Regenwälder bis zu einer Höhe von ungefähr 2500 Metern ü.M. bilden den Lebensraum der Mittelamerikanischen Wollbeutelratte. Hier bewegt sich die gewandte Kletterin die meiste Zeit im oberen Bereich des Kronendachs umher. Selten steigt sie in die mittleren Baumetagen und so gut wie nie auf den Boden hinunter. Wie die meisten neuweltlichen Beutelsäuger ist sie vornehmlich nachts unterwegs. Ihre Kost ist vielfältig: Zur Hauptsache setzt sie sich aus Früchten aller Art zusammen, beinhaltet aber auch Blüten und Nektar sowie Insekten und andere Kleintiere.
Hinsichtlich der Gesellschaftsstruktur der Mittelamerikanischen Wollbeutelratte dürfen wir annehmen, dass sie wie alle anderen neuweltlichen Beutelsäuger einzelgängerisch lebt. Zwar können sich mitunter zwei oder mehr Individuen in der Krone eines früchtetragenden Baums aufhalten, doch kommt es dabei kaum zu direkten Kontakten, weil die Tiere einander geflissentlich aus dem Weg gehen. Sollte dennoch einmal ein Individuum einem anderen zu nahe kommen, so versuchen beide, ihr Gegenüber mit Maulaufreissen und Zischen einzuschüchtern – und gehen dann in der Regel einfach beide wieder ihres Wegs.

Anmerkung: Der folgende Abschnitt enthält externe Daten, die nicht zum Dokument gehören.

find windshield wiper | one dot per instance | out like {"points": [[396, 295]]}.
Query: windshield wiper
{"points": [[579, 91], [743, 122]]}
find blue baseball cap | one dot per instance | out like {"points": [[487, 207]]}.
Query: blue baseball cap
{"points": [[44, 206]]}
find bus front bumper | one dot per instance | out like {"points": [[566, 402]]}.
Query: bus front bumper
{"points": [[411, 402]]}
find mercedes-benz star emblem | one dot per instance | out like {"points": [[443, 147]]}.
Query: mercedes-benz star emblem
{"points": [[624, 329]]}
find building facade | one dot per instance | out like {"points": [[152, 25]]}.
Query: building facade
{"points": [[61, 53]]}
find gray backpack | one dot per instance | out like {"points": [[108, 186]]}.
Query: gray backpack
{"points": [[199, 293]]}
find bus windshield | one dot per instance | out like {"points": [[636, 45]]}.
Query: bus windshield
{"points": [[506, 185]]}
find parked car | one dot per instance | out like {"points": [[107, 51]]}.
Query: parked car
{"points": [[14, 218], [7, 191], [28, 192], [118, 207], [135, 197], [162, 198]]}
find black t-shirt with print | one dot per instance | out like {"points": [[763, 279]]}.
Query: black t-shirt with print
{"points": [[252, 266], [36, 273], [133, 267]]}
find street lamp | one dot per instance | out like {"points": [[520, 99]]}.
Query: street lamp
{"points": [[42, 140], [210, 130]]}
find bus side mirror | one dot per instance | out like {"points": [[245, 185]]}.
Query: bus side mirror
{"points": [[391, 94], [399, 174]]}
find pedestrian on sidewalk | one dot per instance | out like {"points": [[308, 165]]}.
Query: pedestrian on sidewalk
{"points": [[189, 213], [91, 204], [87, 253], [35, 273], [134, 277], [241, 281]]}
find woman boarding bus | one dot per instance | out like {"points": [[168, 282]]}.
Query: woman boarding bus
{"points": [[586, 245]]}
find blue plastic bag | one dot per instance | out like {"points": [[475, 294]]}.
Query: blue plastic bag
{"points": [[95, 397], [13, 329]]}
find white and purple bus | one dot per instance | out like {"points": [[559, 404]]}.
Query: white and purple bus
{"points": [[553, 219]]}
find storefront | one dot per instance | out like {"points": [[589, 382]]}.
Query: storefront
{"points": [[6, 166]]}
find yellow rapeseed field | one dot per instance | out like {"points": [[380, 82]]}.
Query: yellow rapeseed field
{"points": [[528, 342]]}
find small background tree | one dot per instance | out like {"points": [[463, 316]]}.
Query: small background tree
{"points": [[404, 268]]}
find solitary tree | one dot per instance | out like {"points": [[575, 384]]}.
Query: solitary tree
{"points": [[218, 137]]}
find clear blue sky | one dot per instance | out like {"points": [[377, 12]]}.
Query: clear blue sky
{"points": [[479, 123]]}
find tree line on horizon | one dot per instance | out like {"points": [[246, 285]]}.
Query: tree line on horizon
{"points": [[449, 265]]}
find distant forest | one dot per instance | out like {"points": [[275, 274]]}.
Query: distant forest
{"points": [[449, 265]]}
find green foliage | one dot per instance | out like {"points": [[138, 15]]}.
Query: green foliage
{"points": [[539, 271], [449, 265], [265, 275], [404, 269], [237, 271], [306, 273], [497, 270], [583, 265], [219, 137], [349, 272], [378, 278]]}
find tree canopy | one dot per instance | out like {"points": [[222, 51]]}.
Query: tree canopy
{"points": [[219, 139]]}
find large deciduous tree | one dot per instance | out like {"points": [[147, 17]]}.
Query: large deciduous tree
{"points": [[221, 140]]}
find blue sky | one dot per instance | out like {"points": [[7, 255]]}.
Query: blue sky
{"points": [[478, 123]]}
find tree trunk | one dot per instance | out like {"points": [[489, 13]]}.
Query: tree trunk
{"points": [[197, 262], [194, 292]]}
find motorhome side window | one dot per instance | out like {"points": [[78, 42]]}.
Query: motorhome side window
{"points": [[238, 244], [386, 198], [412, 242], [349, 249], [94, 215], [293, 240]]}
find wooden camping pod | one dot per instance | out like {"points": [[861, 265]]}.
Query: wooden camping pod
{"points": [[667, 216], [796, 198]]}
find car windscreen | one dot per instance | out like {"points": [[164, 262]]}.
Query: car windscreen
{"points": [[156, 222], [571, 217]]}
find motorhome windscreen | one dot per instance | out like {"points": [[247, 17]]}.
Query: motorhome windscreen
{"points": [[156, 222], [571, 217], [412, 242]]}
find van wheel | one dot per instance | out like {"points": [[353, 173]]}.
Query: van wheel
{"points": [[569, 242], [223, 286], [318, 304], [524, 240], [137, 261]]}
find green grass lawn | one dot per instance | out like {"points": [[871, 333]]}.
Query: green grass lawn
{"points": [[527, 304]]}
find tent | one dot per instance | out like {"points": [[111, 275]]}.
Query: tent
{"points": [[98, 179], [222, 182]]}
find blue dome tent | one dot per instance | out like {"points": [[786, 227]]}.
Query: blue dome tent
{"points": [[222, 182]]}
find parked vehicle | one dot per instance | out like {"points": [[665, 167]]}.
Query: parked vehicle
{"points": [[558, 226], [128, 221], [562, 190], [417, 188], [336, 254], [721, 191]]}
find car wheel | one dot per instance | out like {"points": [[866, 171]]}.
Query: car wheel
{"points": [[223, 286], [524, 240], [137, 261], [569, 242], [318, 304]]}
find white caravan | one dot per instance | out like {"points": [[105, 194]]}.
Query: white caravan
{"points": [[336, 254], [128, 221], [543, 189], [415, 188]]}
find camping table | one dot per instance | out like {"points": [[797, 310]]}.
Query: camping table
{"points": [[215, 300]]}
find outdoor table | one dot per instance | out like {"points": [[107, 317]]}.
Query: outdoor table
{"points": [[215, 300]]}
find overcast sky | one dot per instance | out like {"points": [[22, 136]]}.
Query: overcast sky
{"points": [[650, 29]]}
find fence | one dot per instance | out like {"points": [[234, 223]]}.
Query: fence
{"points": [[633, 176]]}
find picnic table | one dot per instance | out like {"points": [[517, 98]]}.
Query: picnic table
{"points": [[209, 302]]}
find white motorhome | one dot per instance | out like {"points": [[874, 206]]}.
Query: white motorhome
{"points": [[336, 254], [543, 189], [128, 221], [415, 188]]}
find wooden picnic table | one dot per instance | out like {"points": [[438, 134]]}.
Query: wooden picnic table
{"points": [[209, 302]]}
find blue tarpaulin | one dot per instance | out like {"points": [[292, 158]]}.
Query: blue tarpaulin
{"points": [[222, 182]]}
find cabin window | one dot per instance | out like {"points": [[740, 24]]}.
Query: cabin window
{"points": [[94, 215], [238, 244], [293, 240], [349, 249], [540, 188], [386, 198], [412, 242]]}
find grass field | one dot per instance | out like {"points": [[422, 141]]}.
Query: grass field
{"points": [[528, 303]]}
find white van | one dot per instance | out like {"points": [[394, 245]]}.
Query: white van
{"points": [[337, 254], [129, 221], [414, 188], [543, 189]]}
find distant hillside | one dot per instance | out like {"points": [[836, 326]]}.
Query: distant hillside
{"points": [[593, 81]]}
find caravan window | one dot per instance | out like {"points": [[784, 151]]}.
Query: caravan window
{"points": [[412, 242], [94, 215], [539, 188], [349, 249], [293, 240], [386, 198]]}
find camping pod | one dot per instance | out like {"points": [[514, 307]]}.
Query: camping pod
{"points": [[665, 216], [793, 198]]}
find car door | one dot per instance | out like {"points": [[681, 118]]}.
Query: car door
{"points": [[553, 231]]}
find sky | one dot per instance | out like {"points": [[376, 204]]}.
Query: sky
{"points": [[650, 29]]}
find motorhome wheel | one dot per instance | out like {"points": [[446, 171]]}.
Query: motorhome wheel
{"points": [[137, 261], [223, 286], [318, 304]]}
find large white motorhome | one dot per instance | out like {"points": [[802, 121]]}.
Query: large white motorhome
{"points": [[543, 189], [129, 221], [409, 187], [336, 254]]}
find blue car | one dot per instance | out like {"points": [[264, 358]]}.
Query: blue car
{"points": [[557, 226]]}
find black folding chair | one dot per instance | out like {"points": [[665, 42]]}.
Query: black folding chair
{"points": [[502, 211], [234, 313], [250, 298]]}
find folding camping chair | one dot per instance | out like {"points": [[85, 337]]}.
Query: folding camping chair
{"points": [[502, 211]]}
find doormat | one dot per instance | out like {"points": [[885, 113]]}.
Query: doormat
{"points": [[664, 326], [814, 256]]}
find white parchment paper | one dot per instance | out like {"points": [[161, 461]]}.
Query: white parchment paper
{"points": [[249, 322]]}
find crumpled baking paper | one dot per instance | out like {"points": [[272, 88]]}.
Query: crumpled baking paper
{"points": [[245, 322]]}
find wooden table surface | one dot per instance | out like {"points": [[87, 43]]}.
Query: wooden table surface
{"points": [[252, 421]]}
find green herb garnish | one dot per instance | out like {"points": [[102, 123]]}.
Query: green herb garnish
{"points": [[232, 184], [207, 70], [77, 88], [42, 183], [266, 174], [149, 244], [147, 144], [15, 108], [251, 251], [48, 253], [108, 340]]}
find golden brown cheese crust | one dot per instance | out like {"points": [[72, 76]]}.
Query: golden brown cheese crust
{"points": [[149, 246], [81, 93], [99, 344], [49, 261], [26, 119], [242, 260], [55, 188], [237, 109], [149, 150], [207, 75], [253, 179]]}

Von der besser untersuchten Östlichen Wollbeutelratte wissen wir, dass die einzelnen Tiere Gebiete von durchschnittlich etwa drei Hektaren bewohnen, welche an den Rändern mit den Wohngebieten der Nachbarn überlappen können. Ob der zentrale Wohngebietsbereich zur alleinigen Nutzung, also als Territorium beansprucht wird, ist allerdings auch von dieser Art nicht bekannt.